Last updated on Thursday, April 19, 2012

(INDIANAPOLIS) - FBI agents will try to determine who violated a court order and removed vials of IMPD Officer David Bisard’s blood samples from a refrigerator in the department’s property room.

Bisard was on duty when he struck motorcyclists stopped at a red light on Aug. 6, 2010, killing Eric Wells and injuring Kurt Weekly and Mary Mills, police said.

A blood test administered about two hours after the crash showed that Bisard had a blood-alcohol content level of 0.19 percent.

Bisard was charged with seven felonies, but former Marion County Prosecutor Carl Brizzi withdrew alcohol-related charges because he doubted the evidence would be admissible in court because standard procedures weren't followed in the way the evidence was procured.

On Tuesday, police revealed that vials of the blood sample sat on a shelf for five months in room temperature conditions in an off-site storage facility, RTV6's Jack Rinehart reported.

City-County Council Public Safety Committee Chairwoman Mary Moriarty Adams said that stricter polices should be placed on the IMPD property room.

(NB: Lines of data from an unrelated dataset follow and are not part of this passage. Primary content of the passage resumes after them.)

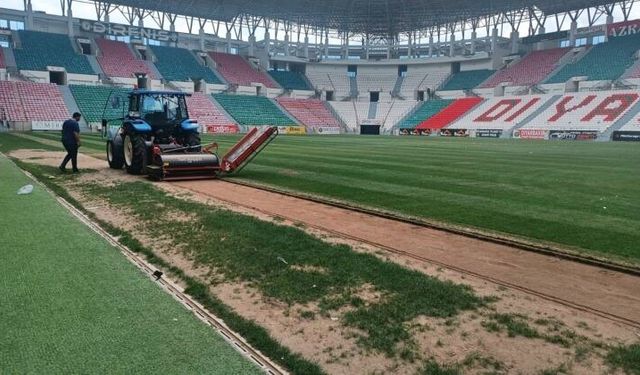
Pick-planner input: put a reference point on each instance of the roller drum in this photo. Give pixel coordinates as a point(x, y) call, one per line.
point(189, 161)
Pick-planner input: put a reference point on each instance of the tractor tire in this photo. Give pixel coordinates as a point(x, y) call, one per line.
point(115, 156)
point(193, 139)
point(135, 154)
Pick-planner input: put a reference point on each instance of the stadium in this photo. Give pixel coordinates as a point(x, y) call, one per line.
point(320, 187)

"It's pathetic. It's so unfortunate. One thing I recommended to Director (Frank) Straub was for there to be a policy written on procedures in the property room," Moriarty Adams said.

According to the Straub, several vials of blood, including those of Bisard, were negligently or intentionally removed from the property room, actions that will likely impact defendants and victims, RTV6's Jack Rinehart reported.

Prosecutors wanted Bisard's second blood vial tested to see if it matched the first, which showed his blood alcohol level after the accident at 0.19, but 67 witnesses told the FBI that they detected no signs of alcohol consumption.

Attorney John Kautzman represents Bisard and said the mishandled vial of blood was an essential piece of evidence in the case.

"We now will never be able to have it tested or verified to see what was going on with the sample. So, here's a piece of potentially exculpatory evidence that was in the hands of the state, hopeful to be used by the defense to be tested. And now, poof, it's gone," Kautzman said.

FBI agents did not disclose details about their investigation. Defense attorneys in the case said they plan to challenge the admissibility of the second blood sample on the grounds that improper storage attacked the viability of the case against Bisard.